Le dessous des cartes de la douceur angevine

L’intercommunalité et les fusions de communes


Le grand déménagement du territoire angevin

par Hervé Davodeau

planche publiée le 10 novembre 2022

Les mobilités de travail quotidiennes dessinent une aire urbaine angevine élargie, laquelle repose essentiellement sur les flux d’actifs entre les communes périurbaines et le pôle urbain. L’intercommunalité offre le cadre politique pour réguler ces dynamiques démographiques et garantir aux angevins la meilleure qualité de vie possible. Sensé permettre de mieux prendre en compte les enjeux d’aménagement,l’élargissement continue des périmètres institutionnels est aussi vécu par beaucoup comme un déménagement du territoire.

Contexte

1L’indicateur privilégié par l’INSEE pour dessiner les « aires urbaines » (2010-2020) ou les « aires d’attraction des villes » (depuis 2020) est la proportion d’actifs résidants dans une « commune périurbaine » mais travaillant dans le « pôle urbain » : la première est considérée comme telle (périurbaine) au-delà d’un flux de 40% d’actifs (15% dans la nouvelle nomenclature) vers le pôle urbain.

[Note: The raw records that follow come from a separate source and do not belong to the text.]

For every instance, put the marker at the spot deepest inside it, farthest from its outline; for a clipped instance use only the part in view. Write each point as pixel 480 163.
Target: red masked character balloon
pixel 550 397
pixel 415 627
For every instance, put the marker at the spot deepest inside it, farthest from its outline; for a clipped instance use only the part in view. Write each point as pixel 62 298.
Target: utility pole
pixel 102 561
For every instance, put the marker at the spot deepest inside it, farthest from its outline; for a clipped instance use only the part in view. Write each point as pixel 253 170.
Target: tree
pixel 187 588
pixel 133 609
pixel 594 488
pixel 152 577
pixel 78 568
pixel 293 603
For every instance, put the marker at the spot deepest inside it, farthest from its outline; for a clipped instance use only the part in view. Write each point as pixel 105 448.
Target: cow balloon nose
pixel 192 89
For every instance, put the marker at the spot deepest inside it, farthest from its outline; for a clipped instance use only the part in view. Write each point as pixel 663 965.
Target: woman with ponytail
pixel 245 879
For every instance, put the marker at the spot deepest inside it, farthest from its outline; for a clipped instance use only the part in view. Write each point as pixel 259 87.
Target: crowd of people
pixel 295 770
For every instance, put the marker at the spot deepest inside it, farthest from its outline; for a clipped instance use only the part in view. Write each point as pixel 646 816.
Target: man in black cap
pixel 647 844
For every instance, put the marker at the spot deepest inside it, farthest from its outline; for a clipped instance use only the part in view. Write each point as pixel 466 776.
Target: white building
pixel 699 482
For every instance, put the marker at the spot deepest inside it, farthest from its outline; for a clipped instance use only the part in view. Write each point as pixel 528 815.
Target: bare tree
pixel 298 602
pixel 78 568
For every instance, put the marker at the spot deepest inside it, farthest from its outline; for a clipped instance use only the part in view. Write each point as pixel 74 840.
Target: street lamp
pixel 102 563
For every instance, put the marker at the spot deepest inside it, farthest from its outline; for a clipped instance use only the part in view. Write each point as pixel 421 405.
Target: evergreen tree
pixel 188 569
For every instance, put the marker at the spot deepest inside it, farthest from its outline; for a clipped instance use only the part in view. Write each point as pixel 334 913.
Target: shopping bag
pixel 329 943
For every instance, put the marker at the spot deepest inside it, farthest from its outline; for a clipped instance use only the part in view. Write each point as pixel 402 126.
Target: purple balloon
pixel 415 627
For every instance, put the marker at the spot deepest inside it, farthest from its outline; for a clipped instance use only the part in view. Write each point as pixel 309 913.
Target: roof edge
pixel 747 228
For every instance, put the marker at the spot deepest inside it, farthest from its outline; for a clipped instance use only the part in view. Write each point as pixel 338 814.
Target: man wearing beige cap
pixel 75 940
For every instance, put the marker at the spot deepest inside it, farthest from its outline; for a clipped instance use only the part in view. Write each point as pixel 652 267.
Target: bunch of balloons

Dans la mesure où les emplois se desserrent, l’extension des zones urbaines repose principalement sur les mobilités, c’est-à-dire sur l’arbitrage que les actifs font entre le prix de l’immobilier qui diminue avec la distance au centre, et le coût de la mobilité qui suit la logique inverse. Les cartes ci-dessous démontrent, à partir du seuil des 40% d’actifs quittant quotidiennement leur commune pour travailler dans le pôle urbain, l’élargissement de l’aire urbaine angevine passant ainsi de 67 communes à 133 (sans tenir compte de l’effet des fusions de communes que nous abordons plus bas).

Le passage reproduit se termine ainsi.